The Environmental Protection Administration (EPA) confirmed yesterday that in addition to land owned by the Formosa Petrochemical Plant in Renwu (仁武), Kaohsiung County, 28 out of 50 former factory sites it tested recently around the nation were found to be contaminated.
Tsai Hung-teh (蔡鴻德), executive secretary of the EPA’s soil and groundwater remediation fund management board, said it selected 50 factories last year that had ceased operations, including former steel, electroplating, leather, wood processing and electronics plants.
The administration confirmed that 28 of them were polluted, with either the soil or underground water contaminated by heavy metals and petroleum hydrocarbons.
Some of the listed companies are publicly traded firms.
Tsai said nine of the sites were located in Taoyuan County, Taipei County, Kaohsiung City and Kaohsiung County. The remaining sites were in Tainan County, Taipei City, Taichung County, Tainan County, Tainan City and Pingtung County.
Tsai said that the administration had turned the list of factories over to local governments, asking them to monitor the pollution and take necessary measures to prevent it spreading.

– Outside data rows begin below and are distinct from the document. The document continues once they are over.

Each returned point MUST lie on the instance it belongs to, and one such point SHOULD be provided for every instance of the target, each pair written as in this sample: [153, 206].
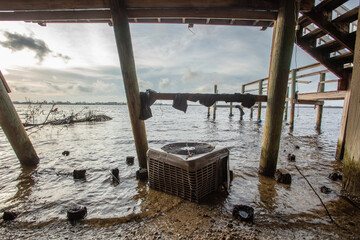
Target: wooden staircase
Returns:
[330, 39]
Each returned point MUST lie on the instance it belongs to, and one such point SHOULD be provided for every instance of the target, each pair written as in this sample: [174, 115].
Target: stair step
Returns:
[348, 17]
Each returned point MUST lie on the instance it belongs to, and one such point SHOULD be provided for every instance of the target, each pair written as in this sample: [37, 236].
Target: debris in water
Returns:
[8, 216]
[66, 153]
[76, 212]
[130, 160]
[282, 176]
[243, 213]
[325, 189]
[291, 157]
[79, 174]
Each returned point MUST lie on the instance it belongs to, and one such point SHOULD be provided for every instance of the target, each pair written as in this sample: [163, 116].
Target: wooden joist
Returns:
[265, 5]
[321, 96]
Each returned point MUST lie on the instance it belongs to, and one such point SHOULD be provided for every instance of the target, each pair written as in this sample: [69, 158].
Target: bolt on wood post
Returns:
[15, 131]
[259, 103]
[278, 81]
[286, 104]
[292, 98]
[127, 62]
[320, 107]
[351, 166]
[214, 106]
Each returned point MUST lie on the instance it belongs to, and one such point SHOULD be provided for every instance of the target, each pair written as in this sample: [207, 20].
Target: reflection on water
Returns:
[42, 195]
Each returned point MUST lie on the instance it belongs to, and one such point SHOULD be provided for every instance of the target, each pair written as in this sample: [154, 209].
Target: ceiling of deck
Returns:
[260, 13]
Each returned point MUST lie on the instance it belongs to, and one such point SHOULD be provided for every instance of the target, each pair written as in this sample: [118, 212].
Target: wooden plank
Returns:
[96, 4]
[330, 95]
[277, 85]
[126, 56]
[15, 132]
[72, 15]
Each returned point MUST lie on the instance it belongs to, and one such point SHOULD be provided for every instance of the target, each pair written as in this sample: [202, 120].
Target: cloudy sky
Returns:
[79, 62]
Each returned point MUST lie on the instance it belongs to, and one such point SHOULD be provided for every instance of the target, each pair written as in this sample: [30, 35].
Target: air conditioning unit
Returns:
[188, 170]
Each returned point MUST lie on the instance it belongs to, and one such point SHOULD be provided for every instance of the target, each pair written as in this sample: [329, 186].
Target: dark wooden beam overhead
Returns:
[104, 4]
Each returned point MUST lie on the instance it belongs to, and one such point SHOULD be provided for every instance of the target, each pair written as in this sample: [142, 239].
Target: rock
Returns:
[79, 174]
[115, 175]
[282, 176]
[325, 189]
[130, 160]
[8, 216]
[243, 213]
[142, 174]
[66, 153]
[335, 176]
[291, 157]
[76, 212]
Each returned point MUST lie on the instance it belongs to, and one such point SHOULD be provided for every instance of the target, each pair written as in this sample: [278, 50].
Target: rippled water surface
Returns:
[42, 195]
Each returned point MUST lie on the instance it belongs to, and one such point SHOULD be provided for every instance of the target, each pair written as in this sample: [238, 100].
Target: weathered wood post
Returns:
[292, 98]
[126, 56]
[320, 107]
[277, 84]
[351, 170]
[259, 103]
[214, 106]
[286, 104]
[243, 92]
[14, 129]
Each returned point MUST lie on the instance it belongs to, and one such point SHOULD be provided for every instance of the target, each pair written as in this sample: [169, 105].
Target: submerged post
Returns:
[14, 130]
[286, 104]
[259, 103]
[126, 56]
[277, 84]
[320, 107]
[351, 171]
[214, 107]
[292, 98]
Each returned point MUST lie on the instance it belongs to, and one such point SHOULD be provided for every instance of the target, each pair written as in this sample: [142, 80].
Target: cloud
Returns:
[164, 83]
[17, 42]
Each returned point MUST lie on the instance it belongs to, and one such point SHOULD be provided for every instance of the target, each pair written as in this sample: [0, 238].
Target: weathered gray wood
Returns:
[259, 103]
[279, 72]
[292, 101]
[351, 170]
[14, 130]
[126, 56]
[320, 107]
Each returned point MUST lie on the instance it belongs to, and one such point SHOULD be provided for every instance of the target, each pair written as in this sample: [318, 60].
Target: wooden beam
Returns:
[105, 15]
[105, 4]
[126, 56]
[330, 95]
[15, 132]
[278, 81]
[351, 166]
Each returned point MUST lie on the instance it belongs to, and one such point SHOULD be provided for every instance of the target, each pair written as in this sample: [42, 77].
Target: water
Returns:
[42, 195]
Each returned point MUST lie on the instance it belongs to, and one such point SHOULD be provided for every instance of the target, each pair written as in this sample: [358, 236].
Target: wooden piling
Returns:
[278, 81]
[259, 103]
[214, 106]
[351, 167]
[292, 98]
[286, 105]
[126, 56]
[15, 131]
[320, 107]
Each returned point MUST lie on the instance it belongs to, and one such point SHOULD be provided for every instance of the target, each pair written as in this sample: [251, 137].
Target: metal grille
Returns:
[181, 180]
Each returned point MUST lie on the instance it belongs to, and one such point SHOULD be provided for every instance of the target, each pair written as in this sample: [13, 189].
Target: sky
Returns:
[79, 62]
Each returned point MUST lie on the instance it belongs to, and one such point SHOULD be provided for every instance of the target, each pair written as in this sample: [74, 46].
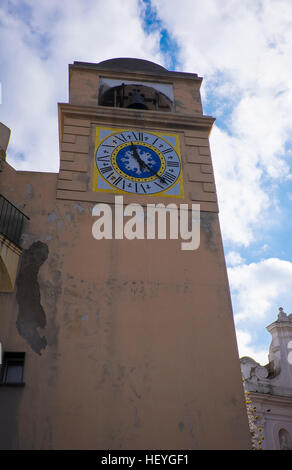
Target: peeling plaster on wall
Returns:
[207, 220]
[31, 314]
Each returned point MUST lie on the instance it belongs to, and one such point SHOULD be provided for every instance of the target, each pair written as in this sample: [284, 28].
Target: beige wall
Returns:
[130, 344]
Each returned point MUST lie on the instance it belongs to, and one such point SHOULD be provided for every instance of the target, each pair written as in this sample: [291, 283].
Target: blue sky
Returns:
[242, 49]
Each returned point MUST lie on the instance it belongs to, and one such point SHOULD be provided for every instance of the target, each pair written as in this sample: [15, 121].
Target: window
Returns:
[12, 368]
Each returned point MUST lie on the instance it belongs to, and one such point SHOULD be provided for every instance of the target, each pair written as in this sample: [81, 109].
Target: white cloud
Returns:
[233, 258]
[245, 348]
[41, 39]
[243, 50]
[258, 289]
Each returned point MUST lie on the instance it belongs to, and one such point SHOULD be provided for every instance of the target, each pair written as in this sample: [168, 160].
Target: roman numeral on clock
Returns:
[117, 181]
[106, 169]
[122, 138]
[103, 159]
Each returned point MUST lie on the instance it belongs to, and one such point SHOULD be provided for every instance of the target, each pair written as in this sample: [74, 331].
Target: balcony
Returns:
[11, 224]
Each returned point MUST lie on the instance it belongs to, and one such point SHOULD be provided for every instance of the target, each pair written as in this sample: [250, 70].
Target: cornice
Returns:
[268, 398]
[154, 76]
[110, 115]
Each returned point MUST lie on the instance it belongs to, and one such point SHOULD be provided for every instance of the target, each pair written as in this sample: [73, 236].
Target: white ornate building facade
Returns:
[269, 389]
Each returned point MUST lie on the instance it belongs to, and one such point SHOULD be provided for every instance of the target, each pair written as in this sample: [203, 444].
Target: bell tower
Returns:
[133, 340]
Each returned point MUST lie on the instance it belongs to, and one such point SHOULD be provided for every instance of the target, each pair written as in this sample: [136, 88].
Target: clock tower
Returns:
[132, 343]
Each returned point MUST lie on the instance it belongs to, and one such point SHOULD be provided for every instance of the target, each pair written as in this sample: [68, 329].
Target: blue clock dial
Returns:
[138, 162]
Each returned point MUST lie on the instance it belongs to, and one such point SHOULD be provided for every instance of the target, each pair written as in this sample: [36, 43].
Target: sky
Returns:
[243, 50]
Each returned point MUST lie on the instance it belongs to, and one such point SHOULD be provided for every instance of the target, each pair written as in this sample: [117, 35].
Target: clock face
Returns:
[138, 162]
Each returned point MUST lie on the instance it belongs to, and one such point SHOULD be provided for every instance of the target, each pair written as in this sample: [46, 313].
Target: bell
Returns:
[136, 101]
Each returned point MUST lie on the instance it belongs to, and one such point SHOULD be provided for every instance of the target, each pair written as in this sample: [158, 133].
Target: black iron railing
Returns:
[11, 221]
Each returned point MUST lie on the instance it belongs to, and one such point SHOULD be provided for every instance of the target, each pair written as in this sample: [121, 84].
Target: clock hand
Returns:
[137, 156]
[142, 163]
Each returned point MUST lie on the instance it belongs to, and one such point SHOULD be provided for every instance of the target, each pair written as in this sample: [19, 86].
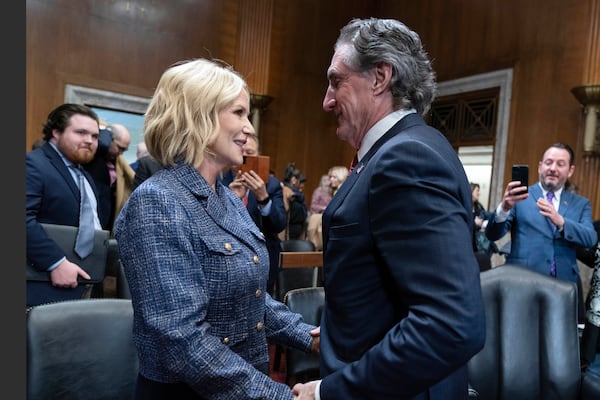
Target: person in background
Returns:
[319, 201]
[321, 196]
[480, 220]
[111, 172]
[295, 203]
[590, 339]
[314, 232]
[37, 144]
[196, 263]
[545, 233]
[141, 151]
[264, 202]
[337, 176]
[403, 309]
[52, 196]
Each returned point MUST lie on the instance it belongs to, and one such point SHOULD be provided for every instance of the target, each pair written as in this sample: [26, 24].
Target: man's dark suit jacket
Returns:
[51, 196]
[403, 306]
[270, 225]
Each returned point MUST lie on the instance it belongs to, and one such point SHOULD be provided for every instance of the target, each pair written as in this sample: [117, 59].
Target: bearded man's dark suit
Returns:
[51, 196]
[403, 309]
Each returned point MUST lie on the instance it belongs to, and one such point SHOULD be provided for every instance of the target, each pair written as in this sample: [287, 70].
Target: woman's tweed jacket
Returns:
[197, 268]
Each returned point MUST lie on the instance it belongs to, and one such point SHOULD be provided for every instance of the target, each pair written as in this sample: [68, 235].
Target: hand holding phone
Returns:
[258, 164]
[520, 172]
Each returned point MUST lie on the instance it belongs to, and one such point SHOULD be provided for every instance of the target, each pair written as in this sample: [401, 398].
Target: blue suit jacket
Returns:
[534, 240]
[403, 310]
[197, 268]
[51, 196]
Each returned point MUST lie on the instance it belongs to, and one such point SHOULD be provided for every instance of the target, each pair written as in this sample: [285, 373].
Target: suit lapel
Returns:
[218, 204]
[62, 169]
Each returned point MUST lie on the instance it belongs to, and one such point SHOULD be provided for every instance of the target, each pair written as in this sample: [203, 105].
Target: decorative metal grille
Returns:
[467, 119]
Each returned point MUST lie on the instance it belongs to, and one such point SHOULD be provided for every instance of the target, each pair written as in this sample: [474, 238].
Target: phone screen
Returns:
[259, 164]
[520, 172]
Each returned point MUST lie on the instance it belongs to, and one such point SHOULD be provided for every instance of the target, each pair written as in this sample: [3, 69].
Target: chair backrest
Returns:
[298, 277]
[81, 349]
[297, 245]
[300, 366]
[532, 347]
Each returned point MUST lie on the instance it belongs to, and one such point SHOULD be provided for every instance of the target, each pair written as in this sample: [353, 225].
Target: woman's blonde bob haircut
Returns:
[183, 116]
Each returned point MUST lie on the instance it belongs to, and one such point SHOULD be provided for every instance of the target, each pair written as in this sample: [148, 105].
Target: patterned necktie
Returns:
[353, 164]
[85, 235]
[550, 197]
[112, 172]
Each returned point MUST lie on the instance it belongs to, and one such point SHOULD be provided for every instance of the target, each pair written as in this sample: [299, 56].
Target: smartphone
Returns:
[520, 172]
[259, 164]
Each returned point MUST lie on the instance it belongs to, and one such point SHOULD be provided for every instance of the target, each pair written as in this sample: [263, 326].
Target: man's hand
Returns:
[548, 211]
[255, 184]
[237, 186]
[316, 334]
[304, 391]
[513, 194]
[65, 275]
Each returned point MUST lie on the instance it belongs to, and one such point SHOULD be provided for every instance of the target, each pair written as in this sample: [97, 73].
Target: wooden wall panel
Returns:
[125, 45]
[122, 46]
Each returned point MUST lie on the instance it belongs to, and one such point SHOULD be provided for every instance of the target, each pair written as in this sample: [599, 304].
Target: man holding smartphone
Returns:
[263, 197]
[547, 221]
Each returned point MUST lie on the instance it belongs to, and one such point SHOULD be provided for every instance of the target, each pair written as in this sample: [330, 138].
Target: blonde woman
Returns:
[196, 263]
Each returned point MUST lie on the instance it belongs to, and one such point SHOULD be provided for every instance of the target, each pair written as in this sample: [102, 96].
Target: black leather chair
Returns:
[81, 349]
[532, 345]
[300, 366]
[294, 278]
[590, 387]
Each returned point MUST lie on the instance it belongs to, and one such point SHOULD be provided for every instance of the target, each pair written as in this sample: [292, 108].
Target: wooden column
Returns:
[588, 168]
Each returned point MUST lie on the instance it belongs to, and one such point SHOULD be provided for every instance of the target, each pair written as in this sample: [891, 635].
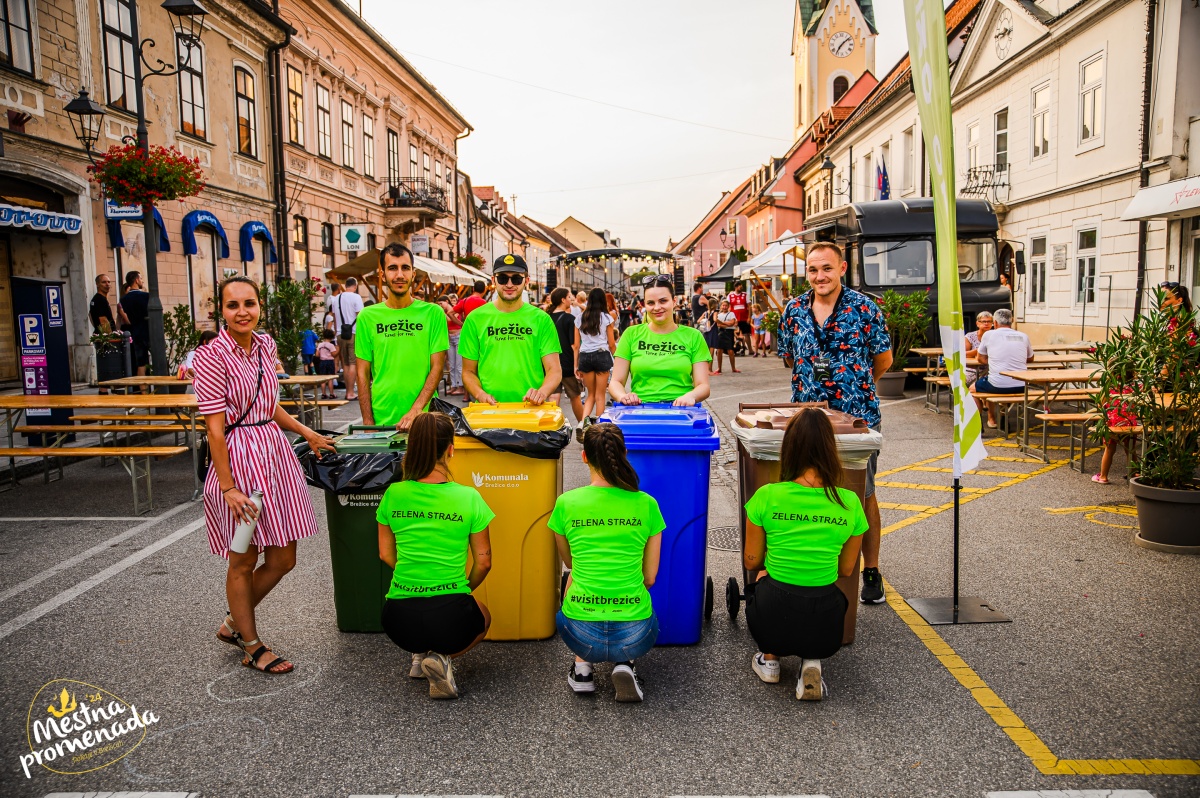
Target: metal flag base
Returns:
[957, 610]
[971, 610]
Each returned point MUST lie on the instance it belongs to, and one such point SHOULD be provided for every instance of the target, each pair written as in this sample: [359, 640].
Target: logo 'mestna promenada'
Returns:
[77, 727]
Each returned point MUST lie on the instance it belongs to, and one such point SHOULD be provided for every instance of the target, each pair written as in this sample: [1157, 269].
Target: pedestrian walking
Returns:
[595, 341]
[237, 390]
[802, 534]
[660, 361]
[610, 534]
[401, 346]
[427, 523]
[835, 340]
[509, 347]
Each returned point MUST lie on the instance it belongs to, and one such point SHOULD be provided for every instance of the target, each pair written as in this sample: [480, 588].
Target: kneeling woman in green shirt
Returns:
[660, 361]
[807, 533]
[609, 534]
[426, 525]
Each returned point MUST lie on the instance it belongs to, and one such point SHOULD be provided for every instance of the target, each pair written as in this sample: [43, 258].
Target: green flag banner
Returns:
[925, 21]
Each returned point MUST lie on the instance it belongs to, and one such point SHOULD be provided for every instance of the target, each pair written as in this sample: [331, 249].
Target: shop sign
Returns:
[39, 220]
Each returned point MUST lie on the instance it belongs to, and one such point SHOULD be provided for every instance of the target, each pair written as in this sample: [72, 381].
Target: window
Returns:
[347, 135]
[840, 87]
[16, 37]
[1001, 141]
[1038, 270]
[247, 125]
[295, 106]
[118, 52]
[393, 156]
[324, 124]
[1091, 100]
[191, 88]
[367, 145]
[300, 245]
[909, 153]
[1085, 267]
[1041, 118]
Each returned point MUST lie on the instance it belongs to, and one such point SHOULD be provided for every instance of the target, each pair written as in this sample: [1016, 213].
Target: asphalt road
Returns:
[1098, 665]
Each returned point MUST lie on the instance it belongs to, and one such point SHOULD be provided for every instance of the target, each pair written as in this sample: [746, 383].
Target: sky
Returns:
[631, 115]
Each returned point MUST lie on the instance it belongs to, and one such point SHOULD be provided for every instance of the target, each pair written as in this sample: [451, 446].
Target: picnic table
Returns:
[1047, 385]
[183, 406]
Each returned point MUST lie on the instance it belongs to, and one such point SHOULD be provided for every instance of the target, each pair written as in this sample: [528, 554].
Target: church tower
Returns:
[833, 45]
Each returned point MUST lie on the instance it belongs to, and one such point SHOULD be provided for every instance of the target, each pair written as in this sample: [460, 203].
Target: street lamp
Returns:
[187, 21]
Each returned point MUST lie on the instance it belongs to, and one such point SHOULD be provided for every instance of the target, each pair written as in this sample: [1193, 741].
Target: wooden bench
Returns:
[136, 461]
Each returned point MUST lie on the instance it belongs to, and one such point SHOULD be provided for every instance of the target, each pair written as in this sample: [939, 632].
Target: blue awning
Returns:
[117, 239]
[203, 219]
[250, 231]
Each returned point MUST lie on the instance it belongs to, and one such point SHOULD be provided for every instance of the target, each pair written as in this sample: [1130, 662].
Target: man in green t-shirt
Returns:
[400, 347]
[509, 348]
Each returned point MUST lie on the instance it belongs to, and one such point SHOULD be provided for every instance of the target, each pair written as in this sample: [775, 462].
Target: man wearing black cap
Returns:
[509, 347]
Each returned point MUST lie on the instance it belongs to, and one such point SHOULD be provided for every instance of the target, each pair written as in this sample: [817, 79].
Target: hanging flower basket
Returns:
[131, 175]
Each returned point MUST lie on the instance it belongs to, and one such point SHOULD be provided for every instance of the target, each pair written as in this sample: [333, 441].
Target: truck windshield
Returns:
[898, 263]
[977, 261]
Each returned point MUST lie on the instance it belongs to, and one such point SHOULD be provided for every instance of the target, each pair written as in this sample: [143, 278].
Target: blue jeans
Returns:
[609, 641]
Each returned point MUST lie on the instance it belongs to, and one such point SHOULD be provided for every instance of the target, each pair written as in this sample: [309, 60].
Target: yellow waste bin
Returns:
[521, 591]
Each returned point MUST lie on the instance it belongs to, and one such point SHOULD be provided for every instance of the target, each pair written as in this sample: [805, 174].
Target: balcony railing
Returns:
[415, 192]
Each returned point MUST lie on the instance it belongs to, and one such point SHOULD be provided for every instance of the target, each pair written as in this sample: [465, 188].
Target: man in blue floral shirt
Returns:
[835, 340]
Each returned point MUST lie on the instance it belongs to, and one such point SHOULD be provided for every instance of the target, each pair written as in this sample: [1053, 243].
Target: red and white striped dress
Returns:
[259, 456]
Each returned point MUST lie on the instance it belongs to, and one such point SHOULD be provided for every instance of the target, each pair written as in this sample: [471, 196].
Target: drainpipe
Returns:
[274, 72]
[1144, 173]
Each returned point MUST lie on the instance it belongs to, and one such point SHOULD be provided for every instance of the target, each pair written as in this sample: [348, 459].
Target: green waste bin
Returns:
[363, 473]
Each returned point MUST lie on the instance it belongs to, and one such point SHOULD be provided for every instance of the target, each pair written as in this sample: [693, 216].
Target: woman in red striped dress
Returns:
[238, 394]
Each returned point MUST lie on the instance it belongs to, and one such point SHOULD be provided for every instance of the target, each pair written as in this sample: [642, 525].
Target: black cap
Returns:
[510, 263]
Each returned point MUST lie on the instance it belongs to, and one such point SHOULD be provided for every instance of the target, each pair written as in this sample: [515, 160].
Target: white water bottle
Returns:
[245, 531]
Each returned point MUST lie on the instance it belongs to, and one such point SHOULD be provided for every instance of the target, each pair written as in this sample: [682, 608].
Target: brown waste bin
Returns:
[755, 472]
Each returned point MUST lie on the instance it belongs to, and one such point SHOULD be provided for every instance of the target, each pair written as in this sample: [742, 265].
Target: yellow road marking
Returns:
[1027, 741]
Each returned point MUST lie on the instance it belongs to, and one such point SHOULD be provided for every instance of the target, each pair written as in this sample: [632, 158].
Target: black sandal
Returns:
[252, 663]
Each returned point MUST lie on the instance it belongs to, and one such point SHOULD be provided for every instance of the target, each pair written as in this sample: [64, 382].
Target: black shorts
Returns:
[792, 621]
[595, 361]
[445, 624]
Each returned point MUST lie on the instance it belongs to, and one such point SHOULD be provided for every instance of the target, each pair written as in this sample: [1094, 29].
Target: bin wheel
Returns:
[732, 598]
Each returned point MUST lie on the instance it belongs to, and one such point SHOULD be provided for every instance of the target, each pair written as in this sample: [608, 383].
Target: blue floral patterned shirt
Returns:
[852, 335]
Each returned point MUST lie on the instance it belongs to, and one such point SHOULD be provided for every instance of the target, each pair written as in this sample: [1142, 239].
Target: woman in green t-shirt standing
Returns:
[660, 361]
[426, 525]
[804, 532]
[609, 534]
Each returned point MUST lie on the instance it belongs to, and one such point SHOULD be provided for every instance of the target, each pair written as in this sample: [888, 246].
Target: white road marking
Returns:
[46, 607]
[71, 562]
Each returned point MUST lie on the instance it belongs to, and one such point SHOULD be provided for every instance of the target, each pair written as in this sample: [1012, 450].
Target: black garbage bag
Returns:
[538, 445]
[345, 473]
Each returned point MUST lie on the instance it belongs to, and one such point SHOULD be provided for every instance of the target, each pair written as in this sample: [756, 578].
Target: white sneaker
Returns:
[624, 681]
[439, 672]
[810, 687]
[767, 670]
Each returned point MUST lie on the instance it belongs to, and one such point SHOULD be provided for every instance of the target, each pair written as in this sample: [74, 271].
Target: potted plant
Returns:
[130, 175]
[1153, 366]
[907, 318]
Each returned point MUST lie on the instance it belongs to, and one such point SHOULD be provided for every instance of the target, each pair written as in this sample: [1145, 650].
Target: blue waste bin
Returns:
[671, 449]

Concern about land pollution increased after a story in the Liberty Times (the Taipei Times’ sister paper) on Sunday that detailed how the EPA inspected the soil and the underground water at Formosa Petrochemical Plant in Renwu (仁武) last year and found both to contain chemical compounds at levels that exceeded EPA standards.
The EPA results showed that levels of 1,2-dichloroethane, believed to be a carcinogen, were 30,000 times higher than the government standard.
Tsai said that the EPA investigation confirmed the Renwu site was contaminated.
“We sampled underground water at locations near the chemical storage tanks and the waste water management facilities and found that pollutants were absorbed undiluted into the soil,” Tsai said.
Tsai said that Formosa did try to reinforce the structure of the wastewater pit in 2006 though that work was not completed. It reported the pit was built in the 1970s and it had discovered cracks.
While Formosa claimed that land pollution was confined to the Renwu site, Tsai said that the EPA would carry out an investigation to determine if this was true.
“Based on Article 15 of the Soil and Groundwater Pollution Remediation Act (土污法), the administration can order a company to completely or partially stop operations only if the company fails to mitigate the damage or halt the spread of pollutants,” Tsai said, adding that the company has yet to do this.
Kaohsiung County Government has the right to file lawsuits against Formosa if it deems the company to have endangered public safety.